Republicans insist they will use the postmortem to address sensitive topics. Meuser said the impacts of Trump and the “Stop the Steal” movement on the midterms “must” be examined, along with things like immigration and inflation. Republicans also said their analysis doesn’t shy away from examining how the end of Roe vs. Wade affected the election. Governor-elect Josh Shapiro, a Democrat, has made central his campaign his Republican opponent Doug Mastriano’s support for an abortion ban with no exceptions for rape, incest or the life of the mother. In exit polls, a plurality of voters in Pennsylvania ranked abortion as their top issue.

“Obviously, this question played more of a role than most political pundits, especially Republicans — no, let’s just rephrase that, Republican pundits — gave it weight,” Meuser said. The question, he added, is, “How can you say that without being offensive? … For me, there is certainly a reasonable way to maintain my pro-life stance without being offensive to others.

Other initiatives launched by Pennsylvania Republicans in the wake of the 2022 midterm elections include establishing a vote-by-mail strategy.

After last year’s races, many Republicans in the state and nation came to the conclusion that their recent war on mail-in voting had cost them. The state’s GOP is launching a mail-in voting task force to examine the issue. According to an internal email, Rep. GT ThompsonState Treasurer Stacy Garrity, State Auditor General Timothy DeFoor and State House Republican Leader Bryan Cutler are among those who have joined the task force.

“Most people on the Republican side now recognize that if one party votes for 50 days and the other party votes for 1 p.m., the party that votes for 50 days will have a higher turnout,” Andy Reilly said, a national republican.
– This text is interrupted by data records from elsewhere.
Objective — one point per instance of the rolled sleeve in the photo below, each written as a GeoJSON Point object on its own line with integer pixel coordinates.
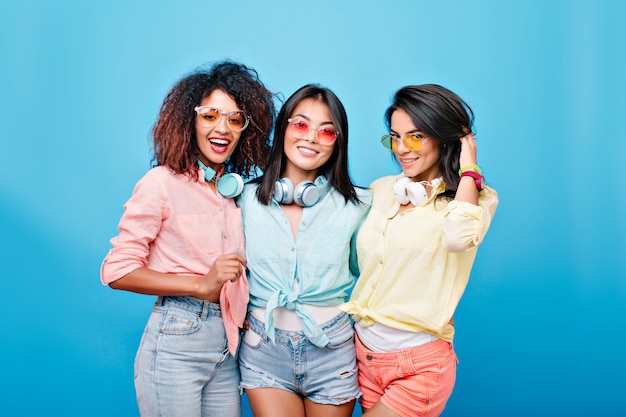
{"type": "Point", "coordinates": [138, 227]}
{"type": "Point", "coordinates": [465, 224]}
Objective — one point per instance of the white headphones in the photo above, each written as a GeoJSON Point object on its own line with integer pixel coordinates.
{"type": "Point", "coordinates": [228, 185]}
{"type": "Point", "coordinates": [406, 190]}
{"type": "Point", "coordinates": [305, 194]}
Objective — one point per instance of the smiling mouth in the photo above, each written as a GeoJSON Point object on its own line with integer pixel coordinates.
{"type": "Point", "coordinates": [221, 143]}
{"type": "Point", "coordinates": [307, 151]}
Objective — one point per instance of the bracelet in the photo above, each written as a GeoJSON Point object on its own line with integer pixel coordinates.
{"type": "Point", "coordinates": [472, 167]}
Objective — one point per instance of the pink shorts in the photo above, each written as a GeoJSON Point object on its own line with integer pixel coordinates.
{"type": "Point", "coordinates": [410, 382]}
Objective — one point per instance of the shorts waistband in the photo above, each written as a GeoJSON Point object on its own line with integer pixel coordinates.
{"type": "Point", "coordinates": [332, 326]}
{"type": "Point", "coordinates": [202, 308]}
{"type": "Point", "coordinates": [421, 352]}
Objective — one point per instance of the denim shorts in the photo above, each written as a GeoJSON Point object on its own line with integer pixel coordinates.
{"type": "Point", "coordinates": [183, 367]}
{"type": "Point", "coordinates": [325, 375]}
Committee member in Pennsylvania who was also asked to serve on the task force. “We have to embrace it and convince Republican voters that the mail-in voting process has integrity, which means their vote will count.”

This is perhaps the lesson of 2022 that, at this point, the most Pennsylvania Republicans can agree on.

“What I can tell you definitively is that mail-in ballots and mail-in voting are a top priority for us,” Tabas said.